Cursor generates good code for both. SWR is simpler with fewer concepts. React Query (TanStack Query) offers more features like query invalidation patterns and devtools. Specify your choice in .cursorrules so Cursor does not mix them.

### How do I handle authentication token refresh with SWR hooks?

Add token refresh logic to the shared fetcher: if a 401 is received, refresh the token and retry the request. Add this requirement to your Cursor prompt when generating the fetcher.

### Can Cursor generate SWR hooks with real-time subscriptions?

Yes. Ask Cursor to use SWR's refreshInterval option for polling, or combine SWR with a WebSocket connection for push-based updates.

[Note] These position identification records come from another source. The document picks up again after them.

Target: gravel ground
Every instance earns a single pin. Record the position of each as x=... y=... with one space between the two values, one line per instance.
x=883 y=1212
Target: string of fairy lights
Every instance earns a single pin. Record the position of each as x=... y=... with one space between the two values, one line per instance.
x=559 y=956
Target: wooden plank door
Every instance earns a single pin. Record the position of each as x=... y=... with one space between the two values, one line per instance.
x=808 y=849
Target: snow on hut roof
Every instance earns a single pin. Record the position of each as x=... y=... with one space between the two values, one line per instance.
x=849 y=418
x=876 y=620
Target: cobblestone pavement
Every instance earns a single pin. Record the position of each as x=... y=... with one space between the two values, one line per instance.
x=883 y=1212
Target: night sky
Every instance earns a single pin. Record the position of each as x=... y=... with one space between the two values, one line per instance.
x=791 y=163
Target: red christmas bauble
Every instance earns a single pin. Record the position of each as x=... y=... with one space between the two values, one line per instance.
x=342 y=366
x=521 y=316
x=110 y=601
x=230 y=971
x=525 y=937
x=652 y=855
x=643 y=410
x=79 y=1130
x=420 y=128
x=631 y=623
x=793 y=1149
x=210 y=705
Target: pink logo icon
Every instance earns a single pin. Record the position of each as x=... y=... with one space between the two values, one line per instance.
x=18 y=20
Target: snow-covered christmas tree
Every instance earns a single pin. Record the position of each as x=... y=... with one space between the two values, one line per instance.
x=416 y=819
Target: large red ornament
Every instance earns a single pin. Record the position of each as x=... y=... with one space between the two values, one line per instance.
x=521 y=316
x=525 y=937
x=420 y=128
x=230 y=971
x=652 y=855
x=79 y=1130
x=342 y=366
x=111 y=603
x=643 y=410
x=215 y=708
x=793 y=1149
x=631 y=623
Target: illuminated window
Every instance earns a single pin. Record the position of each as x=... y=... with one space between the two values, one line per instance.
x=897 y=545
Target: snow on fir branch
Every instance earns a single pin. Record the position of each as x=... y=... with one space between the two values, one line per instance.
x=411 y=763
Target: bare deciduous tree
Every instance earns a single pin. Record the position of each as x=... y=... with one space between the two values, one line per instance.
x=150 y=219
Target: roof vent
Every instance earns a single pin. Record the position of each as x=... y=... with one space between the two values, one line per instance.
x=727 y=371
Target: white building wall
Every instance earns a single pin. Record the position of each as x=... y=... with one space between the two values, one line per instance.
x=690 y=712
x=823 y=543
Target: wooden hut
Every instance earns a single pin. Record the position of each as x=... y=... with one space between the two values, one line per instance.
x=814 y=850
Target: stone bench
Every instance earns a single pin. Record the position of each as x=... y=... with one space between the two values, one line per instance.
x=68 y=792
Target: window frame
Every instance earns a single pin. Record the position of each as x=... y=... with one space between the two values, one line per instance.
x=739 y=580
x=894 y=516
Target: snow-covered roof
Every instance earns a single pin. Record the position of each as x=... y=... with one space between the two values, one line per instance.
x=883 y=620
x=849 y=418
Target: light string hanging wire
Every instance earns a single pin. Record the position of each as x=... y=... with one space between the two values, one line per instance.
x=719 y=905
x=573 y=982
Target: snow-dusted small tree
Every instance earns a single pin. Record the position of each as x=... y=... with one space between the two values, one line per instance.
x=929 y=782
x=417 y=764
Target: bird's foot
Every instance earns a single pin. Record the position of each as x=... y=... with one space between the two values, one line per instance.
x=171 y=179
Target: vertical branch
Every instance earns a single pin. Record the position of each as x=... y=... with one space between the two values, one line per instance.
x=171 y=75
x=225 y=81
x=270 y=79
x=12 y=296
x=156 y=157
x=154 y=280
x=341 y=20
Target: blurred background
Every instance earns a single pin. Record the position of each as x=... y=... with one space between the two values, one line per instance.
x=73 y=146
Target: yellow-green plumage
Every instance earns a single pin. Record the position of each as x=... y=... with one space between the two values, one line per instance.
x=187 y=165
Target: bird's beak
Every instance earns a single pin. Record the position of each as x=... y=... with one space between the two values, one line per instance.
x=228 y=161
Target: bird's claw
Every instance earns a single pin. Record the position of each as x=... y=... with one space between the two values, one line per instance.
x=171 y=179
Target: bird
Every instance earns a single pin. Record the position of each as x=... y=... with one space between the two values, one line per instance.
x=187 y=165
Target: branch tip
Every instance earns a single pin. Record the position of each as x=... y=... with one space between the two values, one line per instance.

Specify the approach in your prompt.

### How many SWR hooks should I have per component?

Keep it to 1-3 SWR hooks per component. If a component needs more data sources, create a composite hook that combines multiple SWR calls into a single return object.

### Will Cursor handle SWR's cache properly across page navigations?

SWR caching is automatic. Cursor-generated hooks benefit from SWR's cache without extra configuration. For cross-page cache sharing, ensure your SWR keys are consistent. Add this to your .cursorrules.